Despite my hatred for New Year's Eve, I have always been a firm believer in making Resolutions. I don't generally share them because I am as big a failure at them as anyone else. However, I used to always love making them. This year, though, I decided to forgo Resolutions. What I've found actually works for me is a Vision Board. For the last two years, I've made a "digital" Vision Board and made it the desktop background on my home computer. That way, I see it regularly and, surprisingly, I have found that I meet or exceed the goals I set.

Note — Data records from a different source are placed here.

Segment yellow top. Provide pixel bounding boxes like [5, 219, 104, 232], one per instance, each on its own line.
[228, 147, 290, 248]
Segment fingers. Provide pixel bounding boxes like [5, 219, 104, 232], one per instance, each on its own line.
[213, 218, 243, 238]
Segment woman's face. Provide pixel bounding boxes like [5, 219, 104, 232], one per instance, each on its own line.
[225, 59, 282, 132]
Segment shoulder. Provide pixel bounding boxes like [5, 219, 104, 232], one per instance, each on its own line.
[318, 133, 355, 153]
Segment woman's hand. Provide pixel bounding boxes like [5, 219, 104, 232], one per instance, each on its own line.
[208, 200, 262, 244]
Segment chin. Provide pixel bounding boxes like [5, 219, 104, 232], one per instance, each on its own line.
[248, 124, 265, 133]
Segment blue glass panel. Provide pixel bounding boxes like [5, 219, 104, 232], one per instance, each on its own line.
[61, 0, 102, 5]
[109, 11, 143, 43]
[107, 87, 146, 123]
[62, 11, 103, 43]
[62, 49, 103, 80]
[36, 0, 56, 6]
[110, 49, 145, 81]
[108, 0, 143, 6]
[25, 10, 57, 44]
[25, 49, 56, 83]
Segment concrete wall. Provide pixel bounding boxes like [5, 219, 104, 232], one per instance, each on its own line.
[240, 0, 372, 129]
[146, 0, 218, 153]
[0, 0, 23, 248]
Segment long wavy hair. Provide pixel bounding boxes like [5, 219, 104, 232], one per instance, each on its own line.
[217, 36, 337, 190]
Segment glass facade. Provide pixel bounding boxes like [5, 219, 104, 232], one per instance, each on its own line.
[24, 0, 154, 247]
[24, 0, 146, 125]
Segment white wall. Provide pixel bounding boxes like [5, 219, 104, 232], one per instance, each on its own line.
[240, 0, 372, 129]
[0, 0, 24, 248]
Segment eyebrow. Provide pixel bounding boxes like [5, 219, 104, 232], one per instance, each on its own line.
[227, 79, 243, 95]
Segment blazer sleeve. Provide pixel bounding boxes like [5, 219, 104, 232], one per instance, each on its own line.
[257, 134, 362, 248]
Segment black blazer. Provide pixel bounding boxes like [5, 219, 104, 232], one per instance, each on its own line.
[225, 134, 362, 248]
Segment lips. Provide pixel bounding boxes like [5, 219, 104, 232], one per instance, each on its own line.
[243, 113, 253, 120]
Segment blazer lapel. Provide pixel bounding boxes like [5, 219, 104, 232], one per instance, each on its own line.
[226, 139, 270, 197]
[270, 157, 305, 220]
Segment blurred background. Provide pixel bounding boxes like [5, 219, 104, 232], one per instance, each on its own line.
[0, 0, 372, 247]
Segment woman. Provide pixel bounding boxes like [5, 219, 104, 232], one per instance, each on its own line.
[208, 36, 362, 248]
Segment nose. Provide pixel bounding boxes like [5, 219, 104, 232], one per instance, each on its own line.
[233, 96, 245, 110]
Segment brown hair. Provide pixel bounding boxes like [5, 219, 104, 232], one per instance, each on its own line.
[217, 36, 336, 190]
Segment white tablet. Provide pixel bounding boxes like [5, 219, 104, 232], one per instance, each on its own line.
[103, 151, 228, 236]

For example, last year, this was my Vision Board:

Melissa Minsker ©2017

I like both concrete and abstract goals. In 2017, I read 69 books; smiled more than I had in years; treated myself to a massage, a relaxing Spring Break, and hired a cleaning service to come to my house once a month; and I attended four writer's retreats. I might have made some strides with my personal brand, but I definitely did not eat more mindfully or save the way I'd hoped. Five out of seven is not bad. It's amazing how regular reminders of what you really want can make a difference.

Here is my Vision Board for 2018:

Melissa Minsker ©2018

Because of last year's non-successes, I'm attempting to be a little more "concrete" this year. I want to walk 800 miles this year, continue my goal of 65 books, give up fast food for 6 months (in a row!), save a specific amount of money, finish a young adult novel I've been toying with for years, try something new/scary each month, and downsize my junk. By putting specific parameters on my savings, fitness, and eating goals I think I can be more successful than with my previous more nebulous goals. Some goals should be nebulous (Smile More!) and others, for me, have to be specific. These are the lessons I've learned from my Vision Board-ing.

I have been a victim of my Resolutions in the past. It's probably part of the reason I hate New Year's so much. I've done all the cliches: joined gyms, started new diets, made outrageous promises to myself about the upcoming year. Then, on January 15th when I'm still lying around watching TV and hating myself, I am more disappointed than ever. I have known better for a long time, but I couldn't resist the glamour of the Resolution: a whole new self and life in the blink of an eye. One of the best things I've finally learned from my struggle with depression is that big change takes time. I'm ready to take the time. I've got big goals and I want to make some big changes and it'll take time. More than a year, probably. And I'm ready to take that time, figure things out, and find better ways to be happy, healthy, and alive. Strike that. I'm alive, but I want to be living.